The detailed figures throw up other surprises. For example, daily catering costs of $20.63 per resident on average comprise 21% of total operating revenues, and are made up of food costs of $10.80 and kitchen staff wages of $9.83. Meanwhile the amount spent on head office management charges is $10.73 per resident per day — about the same as food costs.

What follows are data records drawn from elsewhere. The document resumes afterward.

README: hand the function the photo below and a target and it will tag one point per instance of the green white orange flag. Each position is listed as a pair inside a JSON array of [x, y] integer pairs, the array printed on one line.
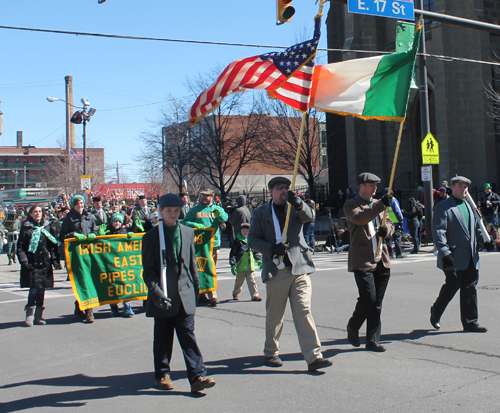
[[369, 88]]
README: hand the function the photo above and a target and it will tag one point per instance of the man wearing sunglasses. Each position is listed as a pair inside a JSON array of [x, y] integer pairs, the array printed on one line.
[[285, 271]]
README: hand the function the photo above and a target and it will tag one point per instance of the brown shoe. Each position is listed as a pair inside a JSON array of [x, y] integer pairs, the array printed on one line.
[[89, 316], [202, 383], [165, 383]]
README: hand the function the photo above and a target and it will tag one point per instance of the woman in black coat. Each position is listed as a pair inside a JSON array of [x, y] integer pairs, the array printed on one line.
[[79, 224], [35, 250]]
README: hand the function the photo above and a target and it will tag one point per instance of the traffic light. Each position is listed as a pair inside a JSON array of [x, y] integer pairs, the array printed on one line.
[[284, 11]]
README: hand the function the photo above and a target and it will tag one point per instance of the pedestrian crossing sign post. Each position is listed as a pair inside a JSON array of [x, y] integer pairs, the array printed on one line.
[[86, 182], [430, 150]]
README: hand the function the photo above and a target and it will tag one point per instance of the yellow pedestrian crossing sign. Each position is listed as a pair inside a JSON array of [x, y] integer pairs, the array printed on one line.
[[430, 150]]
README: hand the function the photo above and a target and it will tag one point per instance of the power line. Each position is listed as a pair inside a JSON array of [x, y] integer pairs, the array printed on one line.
[[162, 39]]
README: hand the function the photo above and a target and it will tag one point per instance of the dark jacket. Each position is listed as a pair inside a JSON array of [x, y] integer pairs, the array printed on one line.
[[364, 242], [78, 223], [39, 274], [182, 277]]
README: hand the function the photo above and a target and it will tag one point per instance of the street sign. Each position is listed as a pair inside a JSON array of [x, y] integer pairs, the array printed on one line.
[[397, 9], [426, 173], [86, 182], [430, 150]]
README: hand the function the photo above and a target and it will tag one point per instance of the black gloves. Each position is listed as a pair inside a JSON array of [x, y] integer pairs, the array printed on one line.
[[448, 261], [295, 200], [159, 298], [280, 249], [489, 246], [382, 231], [386, 200]]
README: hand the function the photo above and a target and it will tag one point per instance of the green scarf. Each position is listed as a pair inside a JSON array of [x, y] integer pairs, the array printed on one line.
[[35, 238]]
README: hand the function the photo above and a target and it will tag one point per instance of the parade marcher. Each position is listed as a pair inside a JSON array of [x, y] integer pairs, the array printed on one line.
[[98, 212], [394, 213], [309, 226], [489, 205], [176, 310], [115, 227], [140, 216], [207, 215], [456, 234], [240, 215], [288, 280], [414, 215], [35, 250], [79, 224], [371, 272], [186, 207], [244, 261]]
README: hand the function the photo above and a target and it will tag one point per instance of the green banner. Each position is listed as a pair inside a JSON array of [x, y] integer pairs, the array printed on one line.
[[107, 270], [204, 248]]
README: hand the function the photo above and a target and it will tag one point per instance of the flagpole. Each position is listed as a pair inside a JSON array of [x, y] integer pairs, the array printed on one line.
[[391, 181], [294, 178]]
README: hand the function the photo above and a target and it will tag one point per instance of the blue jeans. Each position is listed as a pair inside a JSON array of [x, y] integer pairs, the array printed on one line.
[[414, 228]]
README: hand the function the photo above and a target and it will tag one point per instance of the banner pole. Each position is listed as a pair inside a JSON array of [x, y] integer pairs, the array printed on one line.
[[294, 178], [391, 181]]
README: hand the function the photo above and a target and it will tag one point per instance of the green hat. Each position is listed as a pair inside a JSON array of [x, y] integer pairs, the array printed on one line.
[[117, 217], [76, 198]]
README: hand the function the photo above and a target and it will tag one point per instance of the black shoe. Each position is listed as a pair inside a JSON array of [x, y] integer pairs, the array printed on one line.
[[320, 363], [372, 346], [352, 336], [435, 321], [273, 361], [475, 328]]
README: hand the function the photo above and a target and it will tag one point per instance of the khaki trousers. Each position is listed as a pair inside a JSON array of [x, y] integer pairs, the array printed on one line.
[[240, 279], [296, 288]]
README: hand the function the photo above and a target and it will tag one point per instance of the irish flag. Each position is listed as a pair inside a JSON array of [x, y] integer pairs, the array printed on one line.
[[369, 88]]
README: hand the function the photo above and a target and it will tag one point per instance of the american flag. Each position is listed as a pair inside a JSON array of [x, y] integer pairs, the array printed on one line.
[[285, 75], [74, 155]]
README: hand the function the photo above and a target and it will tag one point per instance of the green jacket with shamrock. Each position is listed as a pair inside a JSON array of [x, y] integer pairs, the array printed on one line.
[[206, 216], [243, 257]]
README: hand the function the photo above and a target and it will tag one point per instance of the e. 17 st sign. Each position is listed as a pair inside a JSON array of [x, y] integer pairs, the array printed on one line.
[[398, 9]]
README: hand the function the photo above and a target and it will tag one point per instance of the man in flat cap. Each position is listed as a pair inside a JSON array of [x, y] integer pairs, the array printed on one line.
[[140, 215], [371, 270], [207, 215], [173, 309], [288, 280], [456, 233]]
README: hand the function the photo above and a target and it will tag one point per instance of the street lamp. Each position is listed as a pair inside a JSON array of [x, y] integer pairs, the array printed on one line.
[[80, 116]]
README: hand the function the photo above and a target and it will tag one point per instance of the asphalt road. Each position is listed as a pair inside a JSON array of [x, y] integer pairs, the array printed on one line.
[[107, 366]]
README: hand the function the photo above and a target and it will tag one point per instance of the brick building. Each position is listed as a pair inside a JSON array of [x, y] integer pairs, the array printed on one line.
[[469, 142], [29, 167]]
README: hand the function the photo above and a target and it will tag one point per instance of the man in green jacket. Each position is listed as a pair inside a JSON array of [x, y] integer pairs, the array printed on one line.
[[207, 215]]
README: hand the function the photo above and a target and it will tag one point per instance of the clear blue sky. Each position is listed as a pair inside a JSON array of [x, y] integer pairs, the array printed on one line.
[[114, 73]]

Crowe believes the increasing profitability of nursing homes is likely to have accelerated since the July reforms, which shifted more of the balance of funding from government to consumer and introduced the ability for residents to pay daily accommodation payments in place of expensive up-front accommodation bonds. Aged Care Financing Authority figures for July and August showed bonds continue to be the preferred payment method and that the industry doubled the amount it held in bonds from $403 million in July to $937 million in August. “Early days,” said Crowe, “but it suggests that the industry’s fear that everyone would be paying daily fees rather than bonds was unfounded.”
Bentleys is now conducting its first six-month survey, for the period ending December 31, to provide the industry with an early snapshot of the implementation of the reforms. Bentleys’ business development manager Jo Adams told Crikey the reforms were making aged care a “much more lucrative investment asset for capital investors”.
Having had two parents go through aged care homes and many friends in the same position, my advice to others considering aged care is always to choose a not-for-profit provider. They vary in quality as well but they are there usually because of a commitment to caring for people rather than making money
An interesting statistic would be a concise summary of how the Government and Private Nursing Homes compare on costs per capita to taxpayers.
This is not the type of industry that large corporates should be involved.The large not for profits can be just as bad
Small to medium size operators will keep the market competitive whilst no allowing no large player to have undue influence
The next scandal will be when somebody rips of millions of Accommodation Bonds and the Feds have to pay out compo
I thought that the charming Dr. Wooldridge had already been involved in something like that,although he didn’t get into too much trouble from memory.
Thanks Paddy, now for the Private Hospitals robbery of the Medicare system!